An arrest warrant was issued for Bashir last March, but he defied all orders and instead kicked out the 16 aid organizations working in Darfur and continued to travel freely and do as he pleased.
Moreno-Ocampo also asked the ICC to arrest Ahmad Harun and Janjaweed militia leader Ali Kushaby, both of whom has also committed war crimes and crimes against humanity.
He said the recent designation of Haroun as governor of the South Kordofan province "contravenes the resolutions of this council."
"We are at a crossroads," the prosecutor later told reporters. "There's a chance to stop the violence (in Darfur). Crimes have to be stopped."
The Sudanese minister to the UN Abdalmahmood Abdallhaleem Mohamad again stated that he would not cooperate with the ICC and called Moreno-Ocampo a 'mercenary of destruction and death' and said he was the threat to real peace and security in Darfur.

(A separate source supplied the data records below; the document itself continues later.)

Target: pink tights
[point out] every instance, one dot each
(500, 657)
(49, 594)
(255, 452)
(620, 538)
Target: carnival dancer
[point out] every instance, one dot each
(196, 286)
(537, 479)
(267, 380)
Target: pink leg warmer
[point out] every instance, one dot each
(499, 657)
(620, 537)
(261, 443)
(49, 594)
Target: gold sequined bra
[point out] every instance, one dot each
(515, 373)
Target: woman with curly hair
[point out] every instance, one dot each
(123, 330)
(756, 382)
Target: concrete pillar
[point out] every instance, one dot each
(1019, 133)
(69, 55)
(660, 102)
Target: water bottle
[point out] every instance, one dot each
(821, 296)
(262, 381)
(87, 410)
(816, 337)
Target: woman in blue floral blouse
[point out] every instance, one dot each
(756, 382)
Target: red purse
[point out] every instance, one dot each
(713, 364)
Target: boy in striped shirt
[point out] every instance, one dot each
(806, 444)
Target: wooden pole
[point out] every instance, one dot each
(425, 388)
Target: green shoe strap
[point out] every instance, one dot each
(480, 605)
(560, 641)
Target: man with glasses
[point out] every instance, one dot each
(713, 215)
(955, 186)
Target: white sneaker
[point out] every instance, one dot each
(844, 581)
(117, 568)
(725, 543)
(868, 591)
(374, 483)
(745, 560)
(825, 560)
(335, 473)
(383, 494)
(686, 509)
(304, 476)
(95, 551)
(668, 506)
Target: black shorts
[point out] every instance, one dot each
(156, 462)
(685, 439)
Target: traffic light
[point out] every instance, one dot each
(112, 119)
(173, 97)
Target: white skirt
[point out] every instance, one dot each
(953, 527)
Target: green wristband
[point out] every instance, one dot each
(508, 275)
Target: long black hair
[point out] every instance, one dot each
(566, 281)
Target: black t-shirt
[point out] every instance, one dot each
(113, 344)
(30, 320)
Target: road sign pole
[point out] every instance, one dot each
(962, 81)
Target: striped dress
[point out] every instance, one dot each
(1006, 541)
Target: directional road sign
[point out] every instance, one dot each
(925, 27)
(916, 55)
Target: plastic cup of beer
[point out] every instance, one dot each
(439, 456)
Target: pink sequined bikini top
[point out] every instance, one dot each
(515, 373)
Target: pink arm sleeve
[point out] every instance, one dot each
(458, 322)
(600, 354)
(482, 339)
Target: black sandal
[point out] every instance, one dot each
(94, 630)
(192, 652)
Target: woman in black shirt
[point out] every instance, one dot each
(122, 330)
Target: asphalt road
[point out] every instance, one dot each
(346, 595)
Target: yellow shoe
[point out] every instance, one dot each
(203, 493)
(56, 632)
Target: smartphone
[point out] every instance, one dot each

"The prosecutor has outlived his usefulness and has become a liability for his own promoters," the Sudanese envoy, with Moreno-Ocampo at his side, told reporters.
As Angleina Jolie writes however, over 250,000 people in Darfur have been made to flee from their homes and have had to live in refugee camps in Chad for over six years. These camps have over 2 million people living in them, and all these people want is to go home, but they can't.
She finishes with:
Today the Security Council member states will be faced with a simple decision: to embrace impunity or to end it.
As they are considering Bashir's fate they are also considering their own.